В 1861 году консилиум врачей признал необходимым длительное лечение за границей. Ланской подал прошение об отпуске на год и в мае увез жену и дочерей за границу. Сменив несколько курортов в Германии, не принесших об­легчения Наталье Николаевне, они переехали осенью в Же­неву, провели зиму 1862 года в Ницце, и здесь здоровье ее значительно поправилось. Врачи, однако, предписали про­вести еще одну зиму в теплом климате. На лето Наталья Ни­колаевна с девочками поехала к Александре Николаевне в Венгрию, а Ланской вернулся на службу в Россию. Имение Бродзяны лежало глубоко в горах, в долине реки Нитры. Здесь еще раз встретились так нежно, преданно любившие друг друга сестры. Это было последнее их свидание... Но и тут бедная Наталья Николаевна не нашла столь необходи­мого ей покоя. Как раз в это время произошел окончатель­ный разрыв супругов Дубельтов. Вот что пишет об этом А. П. Арапова.

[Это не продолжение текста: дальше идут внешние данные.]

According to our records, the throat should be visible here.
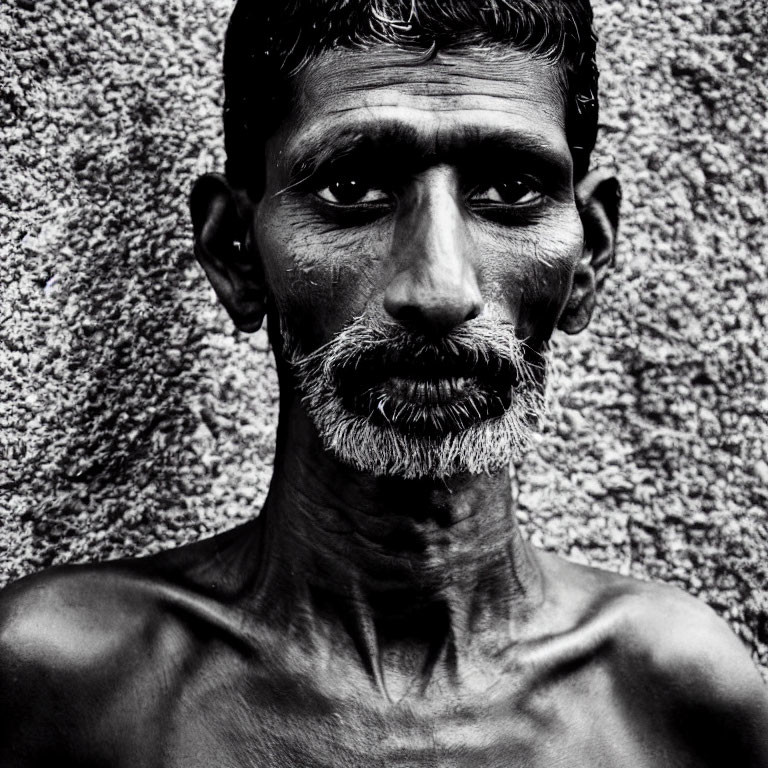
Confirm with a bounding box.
[257,415,543,691]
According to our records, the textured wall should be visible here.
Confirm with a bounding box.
[1,0,766,672]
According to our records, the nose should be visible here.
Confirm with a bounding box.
[383,171,483,336]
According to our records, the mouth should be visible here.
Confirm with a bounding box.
[335,355,518,436]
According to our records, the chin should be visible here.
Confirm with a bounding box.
[319,408,538,480]
[297,375,545,480]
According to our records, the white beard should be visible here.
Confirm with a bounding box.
[282,314,547,480]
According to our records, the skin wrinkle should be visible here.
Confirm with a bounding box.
[261,53,582,353]
[291,45,568,102]
[278,50,568,174]
[285,462,529,593]
[270,401,544,611]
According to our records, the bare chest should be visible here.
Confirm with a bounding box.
[138,656,676,768]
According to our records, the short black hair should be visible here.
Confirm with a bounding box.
[223,0,599,194]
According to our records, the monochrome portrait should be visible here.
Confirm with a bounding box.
[1,0,766,764]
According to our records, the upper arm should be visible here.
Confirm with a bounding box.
[0,566,161,766]
[626,586,768,767]
[0,575,74,766]
[676,613,768,767]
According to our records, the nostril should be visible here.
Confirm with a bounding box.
[391,304,422,328]
[387,300,483,337]
[463,302,481,323]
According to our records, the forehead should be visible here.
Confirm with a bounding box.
[274,45,570,172]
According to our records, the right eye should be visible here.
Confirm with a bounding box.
[315,176,390,206]
[468,179,541,207]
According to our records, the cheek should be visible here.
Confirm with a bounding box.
[255,202,389,349]
[481,211,584,342]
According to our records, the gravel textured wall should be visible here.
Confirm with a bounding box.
[1,0,766,673]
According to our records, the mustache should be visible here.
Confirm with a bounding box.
[286,314,547,394]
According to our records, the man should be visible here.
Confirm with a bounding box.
[1,0,766,765]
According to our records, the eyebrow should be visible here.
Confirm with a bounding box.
[282,121,573,188]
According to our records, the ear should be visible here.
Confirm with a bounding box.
[557,168,621,335]
[190,173,266,332]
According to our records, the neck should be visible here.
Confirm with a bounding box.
[251,401,543,693]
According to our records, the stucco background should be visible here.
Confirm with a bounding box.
[1,0,766,674]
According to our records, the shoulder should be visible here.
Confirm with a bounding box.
[0,562,175,764]
[616,579,768,765]
[0,542,242,683]
[0,528,271,761]
[537,552,768,763]
[554,557,768,765]
[0,561,166,664]
[538,551,764,692]
[605,577,764,696]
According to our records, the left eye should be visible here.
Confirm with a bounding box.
[468,179,540,206]
[315,176,389,206]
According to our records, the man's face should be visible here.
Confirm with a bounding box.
[250,45,586,478]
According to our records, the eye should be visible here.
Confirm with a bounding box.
[468,179,540,206]
[315,176,390,206]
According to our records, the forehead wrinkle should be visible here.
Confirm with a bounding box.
[294,46,566,117]
[313,103,561,118]
[322,96,562,116]
[301,78,565,123]
[298,44,565,88]
[334,69,562,91]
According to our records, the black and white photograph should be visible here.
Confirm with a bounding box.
[1,0,767,764]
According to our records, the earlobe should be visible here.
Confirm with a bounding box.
[557,168,621,335]
[190,173,266,333]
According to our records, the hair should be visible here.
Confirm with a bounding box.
[223,0,599,195]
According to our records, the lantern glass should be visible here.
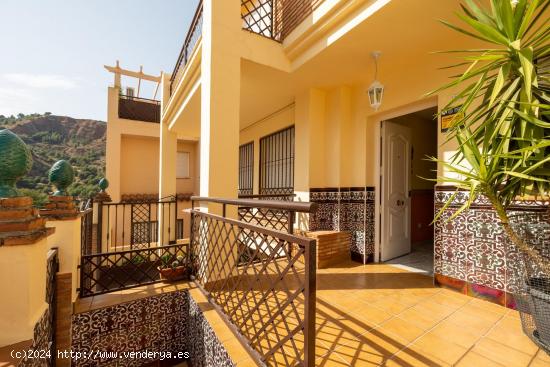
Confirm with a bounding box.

«...Дурные отношения между моей сестрой и ее мужем достигли кульминационного пункта; они окончательно ра­зошлись и, заручившись его согласием на развод, она с дву­мя старшими детьми приехала приютиться к матери. Рели­гиозные понятия последней страдали от этого решения, но, считая себя виноватой перед дочерью, она не пыталась да­же отговорить ее. Летние месяцы прошли в постоянных пе­редрягах и нескончаемых волнениях. Дубельт, подавший первый эту мысль жене, вскоре передумал, отказался от данного слова, сам приехал в Венгрию, сперва с повинной, а когда она оказалась безуспешной, то он дал полную волю своему необузданному, бешеному характеру. Тяжело даже вспомнить о происшедших сценах, пока, по твердому насто­янию барона Фризенгофа, он не уехал из его имения, предо­ставив жене временный покой. Положение ее являлось бе­зысходным, будущность беспросветная. Сестра не унывала; ее поддерживала необычайная твердость духа и сила воли, но зато мать мучилась за двоих. Целыми часами бродила она по комнате, словно пыталась заглушить гнетущее горе фи­зической усталостью... Под напором неотвязчивых мыслей она снова стала таять, как свеча, и отец, вернувшийся к нам осенью, с понятной тревогой должен был признать проис­шедшую перемену; забрав с собой сестру и ее детей, мы на­правились в Ниццу».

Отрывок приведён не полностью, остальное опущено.